Powell had indicated that the pace of rate hikes could increase. Meanwhile, SVB Financial's California bank subsidiary closure on Friday is said to be the biggest bank failure since the 2008 financial crisis.
The S&P 500 index dipped by 4.55% this week, while the FTSE Nareit All Equity REITs index fell by 7.11%.
Comparatively, the broader Real Estate Select Sector SPDR ETF was down by 6.84% from last week, and the FTSE NAREIT Mortgage REITs index by 9.76%.
Office REITs continued to be major laggards, having lost 11.82% of their value W/W. Analysts downgraded major office REITs and companies with exposure to the office sector, considering the difficult market conditions.
Healthcare REITs and self-storage REITs were other notable subsectors that dragged the equity REITs index down this week. The healthcare subsector was down by 8.65% and the self-storage subsector by 7.89%.
For Healthcare REITs, the road to recovery post the pandemic crisis has remained inconsistent across its distinct sub-sectors, Seeking Alpha author Hoya Capital noted.
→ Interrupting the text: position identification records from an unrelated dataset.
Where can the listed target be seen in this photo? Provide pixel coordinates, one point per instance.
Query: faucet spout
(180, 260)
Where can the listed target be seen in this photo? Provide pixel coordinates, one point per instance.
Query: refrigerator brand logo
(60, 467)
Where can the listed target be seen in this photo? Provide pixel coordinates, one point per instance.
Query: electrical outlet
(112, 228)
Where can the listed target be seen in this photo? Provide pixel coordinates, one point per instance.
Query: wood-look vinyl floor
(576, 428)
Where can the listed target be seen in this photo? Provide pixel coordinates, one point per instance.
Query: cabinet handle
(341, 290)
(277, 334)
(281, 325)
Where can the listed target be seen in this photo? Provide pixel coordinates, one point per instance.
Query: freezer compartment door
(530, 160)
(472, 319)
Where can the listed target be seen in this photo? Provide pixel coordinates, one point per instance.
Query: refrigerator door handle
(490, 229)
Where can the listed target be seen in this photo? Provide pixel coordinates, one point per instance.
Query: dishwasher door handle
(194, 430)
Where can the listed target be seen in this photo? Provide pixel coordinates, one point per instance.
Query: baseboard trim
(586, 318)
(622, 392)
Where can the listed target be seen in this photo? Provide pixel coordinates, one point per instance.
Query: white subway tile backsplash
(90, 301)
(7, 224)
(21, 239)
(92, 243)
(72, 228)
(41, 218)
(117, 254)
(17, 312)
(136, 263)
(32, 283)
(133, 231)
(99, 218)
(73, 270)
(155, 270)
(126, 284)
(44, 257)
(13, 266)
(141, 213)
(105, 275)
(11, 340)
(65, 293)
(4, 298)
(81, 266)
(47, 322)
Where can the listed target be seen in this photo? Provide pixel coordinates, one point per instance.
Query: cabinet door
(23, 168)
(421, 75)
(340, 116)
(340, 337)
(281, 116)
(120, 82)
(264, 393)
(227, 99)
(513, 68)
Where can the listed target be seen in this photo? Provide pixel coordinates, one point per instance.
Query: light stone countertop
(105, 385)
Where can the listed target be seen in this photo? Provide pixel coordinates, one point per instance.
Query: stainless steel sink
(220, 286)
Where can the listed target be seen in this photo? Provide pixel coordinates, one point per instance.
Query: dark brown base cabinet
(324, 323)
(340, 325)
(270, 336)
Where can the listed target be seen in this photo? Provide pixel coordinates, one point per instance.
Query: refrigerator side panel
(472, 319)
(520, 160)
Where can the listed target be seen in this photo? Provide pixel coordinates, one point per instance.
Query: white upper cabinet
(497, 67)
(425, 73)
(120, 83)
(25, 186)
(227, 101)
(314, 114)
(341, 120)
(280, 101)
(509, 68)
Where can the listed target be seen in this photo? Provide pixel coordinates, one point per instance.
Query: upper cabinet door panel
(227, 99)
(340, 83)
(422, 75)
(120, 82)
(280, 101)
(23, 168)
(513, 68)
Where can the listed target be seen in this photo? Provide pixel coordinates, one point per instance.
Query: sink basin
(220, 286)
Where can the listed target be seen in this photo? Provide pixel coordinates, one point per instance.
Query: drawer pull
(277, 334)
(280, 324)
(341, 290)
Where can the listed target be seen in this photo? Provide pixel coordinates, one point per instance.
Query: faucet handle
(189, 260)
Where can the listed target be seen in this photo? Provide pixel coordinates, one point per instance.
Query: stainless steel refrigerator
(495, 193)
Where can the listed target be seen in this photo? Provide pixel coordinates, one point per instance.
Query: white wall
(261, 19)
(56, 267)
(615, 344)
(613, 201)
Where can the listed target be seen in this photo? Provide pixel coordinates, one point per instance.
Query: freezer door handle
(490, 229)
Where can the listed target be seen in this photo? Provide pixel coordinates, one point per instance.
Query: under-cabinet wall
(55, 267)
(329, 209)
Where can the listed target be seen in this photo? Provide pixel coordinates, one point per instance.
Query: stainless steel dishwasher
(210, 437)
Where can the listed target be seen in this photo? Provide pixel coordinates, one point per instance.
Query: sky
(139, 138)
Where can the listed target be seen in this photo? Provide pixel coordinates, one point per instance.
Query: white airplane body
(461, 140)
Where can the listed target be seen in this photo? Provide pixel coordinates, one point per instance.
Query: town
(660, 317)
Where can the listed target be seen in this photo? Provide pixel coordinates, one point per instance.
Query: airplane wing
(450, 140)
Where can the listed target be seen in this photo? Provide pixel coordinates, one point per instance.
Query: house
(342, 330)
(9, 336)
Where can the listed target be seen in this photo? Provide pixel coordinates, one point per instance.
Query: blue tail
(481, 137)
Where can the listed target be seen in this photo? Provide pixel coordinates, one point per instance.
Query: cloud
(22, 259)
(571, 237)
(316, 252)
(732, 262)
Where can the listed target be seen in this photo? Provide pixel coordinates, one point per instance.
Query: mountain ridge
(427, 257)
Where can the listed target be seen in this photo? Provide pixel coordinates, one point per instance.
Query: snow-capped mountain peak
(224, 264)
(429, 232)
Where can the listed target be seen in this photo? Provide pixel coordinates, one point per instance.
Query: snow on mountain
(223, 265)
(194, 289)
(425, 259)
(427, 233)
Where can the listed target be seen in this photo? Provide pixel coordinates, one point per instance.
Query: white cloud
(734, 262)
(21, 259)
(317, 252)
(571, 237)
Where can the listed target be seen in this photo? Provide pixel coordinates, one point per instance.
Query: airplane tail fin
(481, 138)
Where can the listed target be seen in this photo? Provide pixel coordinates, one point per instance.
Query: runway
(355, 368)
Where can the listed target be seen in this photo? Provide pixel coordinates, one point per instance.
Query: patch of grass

The hotel subsector, which dipped by 7.78% on a weekly basis, had delivered mixed Q4 earnings and 2023 guidance, with the guidance reflecting heightened expense pressures and outsized renovation disruption.
Timber REITs delivered better returns during the week when compared to other subsectors, having decreased just a little over the S&P 500 index, by 4.64%.